Federated Mutual Learning
Tao Shen, Jie Zhang, Xinkang Jia, Fengda Zhang, Gang Huang, Pan Zhou, Kun Kuang, Fei Wu, Chao Wu
TL;DR
This work identifies data, objective, and model heterogeneity (DOM) as central challenges in federated learning and proposes Federated Mutual Learning (FML) to address them. FML equips each client with a meme (global fork) model and a personalized local model, and uses deep mutual learning to exchange knowledge via KL-based losses during local updates; meme models are aggregated to progressively refine the global model while clients retain personalized components. Empirical results on MNIST and CIFAR datasets show that FML outperforms FedAvg and FedProx under both IID and Non-IID conditions and remains effective under DOM scenarios involving data, model, and task heterogeneity. The approach preserves privacy by keeping personalized models local and demonstrates robustness to heterogeneity while revealing phenomena such as catfish effects and the benefits of dynamic balancing of learning signals.
Abstract
Federated learning (FL) enables collaboratively training deep learning models on decentralized data. However, there are three types of heterogeneities in FL setting bringing about distinctive challenges to the canonical federated learning algorithm (FedAvg).
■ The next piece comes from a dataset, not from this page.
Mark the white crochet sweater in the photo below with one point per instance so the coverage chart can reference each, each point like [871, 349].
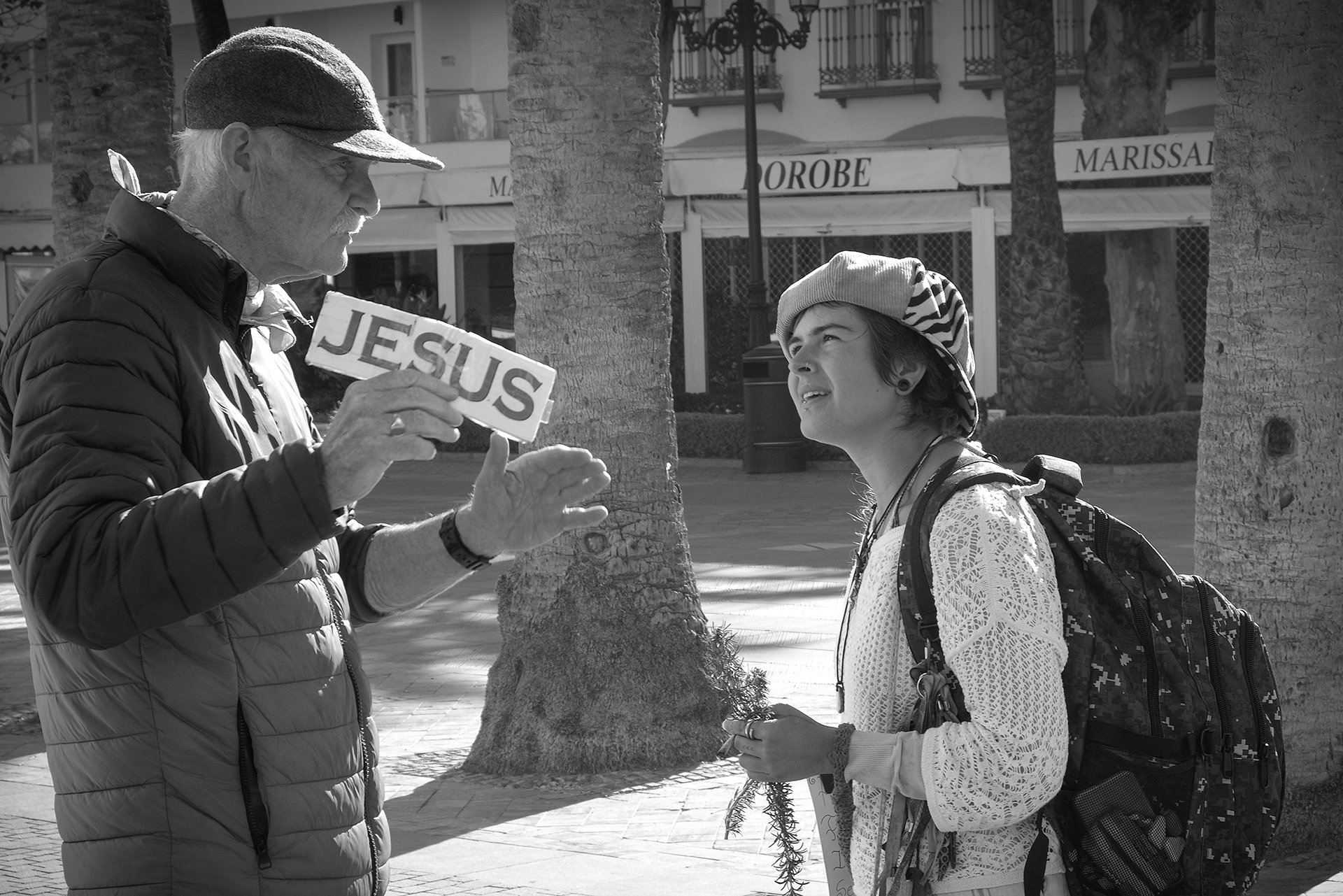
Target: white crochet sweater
[1001, 625]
First, due to the Non-IIDness of data, the global shared model may perform worse than local models that solely trained on their private data; Second, the objective of center server and clients may be different, where center server seeks for a generalized model whereas client pursue a personalized model, and clients may run different tasks; Third, clients may need to design their customized model for various scenes and tasks; In this work, we present a novel federated learning paradigm, named Federated Mutual Leaning (FML), dealing with the three heterogeneities. FML allows clients training a generalized model collaboratively and a personalized model independently, and designing their private customized models. Thus, the Non-IIDness of data is no longer a bug but a feature that clients can be personally served better. The experiments show that FML can achieve better performance than alternatives in typical FL setting, and clients can be benefited from FML with different models and tasks.